Plantain Tea: Steep one teaspoon of leaves per cup of water for twenty minutes and take one cup, four times a day.
Seeds: For thrush, simmer one ounce of the seeds per pint of water until one pint remains. Add honey and feed in tablespoon doses, four times a day.
Juice: Five teaspoons a day of the fresh juice is taken in milk or soup for lung conditions, bowel and digestive problems, worms, bladder complaints, stomach ulcers.
Parts used: the herb
Latin: Scrofularia nodosa
Figwort leaves are used to poultice wounds and bruises, piles, sprains, abscesses, swellings, gangrene, eczema, scabies, tumors, eruptions, and rashes. The root poultice is applied to tumors and sores. A tea of the leaf helps scrofula and is diuretic.
Gather the leaves in early summer and use the fresh leaves in salves and fomentations for bruises and minor wounds.
Figwort Tea: Steep one teaspoon plant per one cup of water. Take up to two cups a day, in one-cup doses.
Garlic (Wild), Bear’s Garlic, Ramsons
Parts used: the herb
Latin: Allium ursinum
Widely used in poultices for wounds and infections, the herb is anti-viral and antibacterial. Garlic helps remove plaque from the arteries, purifies the liver, and strengthens the immune system. It aids in the removal of pinworms and benefits diarrhea, constipation, colic, emphysema, bronchitis, and fever. It lowers blood pressure when used over time. It is most effective when taken fresh (the root can be dried for later use). It can be eaten in salads, as a cooked vegetable, and in soups. Please use only natural, stinky garlic. De-scented or odorless garlic has very few healing virtues!
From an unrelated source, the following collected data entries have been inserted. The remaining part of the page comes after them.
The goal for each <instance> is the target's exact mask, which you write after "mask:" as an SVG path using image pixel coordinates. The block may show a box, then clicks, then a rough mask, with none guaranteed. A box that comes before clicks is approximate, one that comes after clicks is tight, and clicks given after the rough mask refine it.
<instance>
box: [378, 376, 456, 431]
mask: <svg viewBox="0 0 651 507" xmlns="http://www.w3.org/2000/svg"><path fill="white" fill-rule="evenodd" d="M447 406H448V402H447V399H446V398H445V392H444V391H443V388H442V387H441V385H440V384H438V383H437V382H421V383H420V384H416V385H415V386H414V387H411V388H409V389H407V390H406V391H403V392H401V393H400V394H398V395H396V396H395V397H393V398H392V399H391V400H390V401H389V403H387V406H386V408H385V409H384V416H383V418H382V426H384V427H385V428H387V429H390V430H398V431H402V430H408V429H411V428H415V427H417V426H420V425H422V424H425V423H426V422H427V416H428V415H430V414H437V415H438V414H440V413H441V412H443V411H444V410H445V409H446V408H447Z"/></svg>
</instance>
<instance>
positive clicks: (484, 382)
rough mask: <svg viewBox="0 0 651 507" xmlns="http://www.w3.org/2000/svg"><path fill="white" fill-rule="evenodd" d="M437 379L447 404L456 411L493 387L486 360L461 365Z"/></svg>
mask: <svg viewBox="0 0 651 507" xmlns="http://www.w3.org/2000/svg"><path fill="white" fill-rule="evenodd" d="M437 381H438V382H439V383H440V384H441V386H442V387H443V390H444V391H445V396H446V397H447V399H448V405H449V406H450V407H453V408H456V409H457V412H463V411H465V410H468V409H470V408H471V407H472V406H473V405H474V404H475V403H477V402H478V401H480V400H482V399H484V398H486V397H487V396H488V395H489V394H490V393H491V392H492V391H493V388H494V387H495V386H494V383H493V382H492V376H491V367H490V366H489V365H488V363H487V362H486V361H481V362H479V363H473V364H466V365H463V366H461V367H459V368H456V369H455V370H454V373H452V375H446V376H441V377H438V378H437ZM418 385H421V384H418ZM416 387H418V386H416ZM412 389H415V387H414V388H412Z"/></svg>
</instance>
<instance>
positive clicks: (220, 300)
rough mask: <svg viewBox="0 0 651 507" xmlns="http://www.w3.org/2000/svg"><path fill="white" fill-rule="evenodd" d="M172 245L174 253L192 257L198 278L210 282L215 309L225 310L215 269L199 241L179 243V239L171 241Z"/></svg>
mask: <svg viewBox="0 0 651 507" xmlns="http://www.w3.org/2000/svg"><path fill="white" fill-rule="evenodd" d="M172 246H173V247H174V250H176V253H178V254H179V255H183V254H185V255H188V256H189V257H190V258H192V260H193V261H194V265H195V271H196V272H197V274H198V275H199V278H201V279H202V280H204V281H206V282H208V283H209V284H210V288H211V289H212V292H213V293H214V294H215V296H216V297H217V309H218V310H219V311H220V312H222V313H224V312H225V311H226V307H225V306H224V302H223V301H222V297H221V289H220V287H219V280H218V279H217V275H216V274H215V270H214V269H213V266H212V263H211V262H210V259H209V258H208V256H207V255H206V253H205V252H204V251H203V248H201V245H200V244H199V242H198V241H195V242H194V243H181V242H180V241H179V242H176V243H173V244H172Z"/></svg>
Parts used: the bark, acorns, leaves, and galls
Latin: Quercus robur
A tea is made from the decocted inner bark or young leaves (the leaves must be gathered before Summer Solstice; after that they will contain too many alkaloids, or natural plant poisons, developed by plants to repel insects). When gathering the bark, always scrape the bark off of a twig and never from the trunk of a tree, as this may kill the tree.
Oak is helpful for sore throats and chest congestion, intermittent fever, internal bleeding, and as a wound wash. The tea is also helpful for diarrhea, dysentery, and makes a gargle for bleeding gums and sore throat. It makes a douche for leucorrhea and a wash or compress for piles. For fever, mix the spring-gathered leaves or inner bark with chamomile flowers (Anthemis nobilis). Oak galls (the round excrescences produced by insects) are even more astringent and can be made into a tea for dysentery, diarrhea, and cholera, to stop bleeding, and to bathe hemorrhoids. Dry and powder the acorns to dust old ulcers and infected wounds.
To make an oak bath: Simmer eight ounces of the bark in seven pints of water for twenty minutes and add to the bath water.
Oak tea: Simmer one teaspoon of inner bark per cup of water for twenty minutes. Take one cup, four times a day.
To make a wound wash: Simmer one-two pounds of inner bark in two quarts of water until the liquid is halved.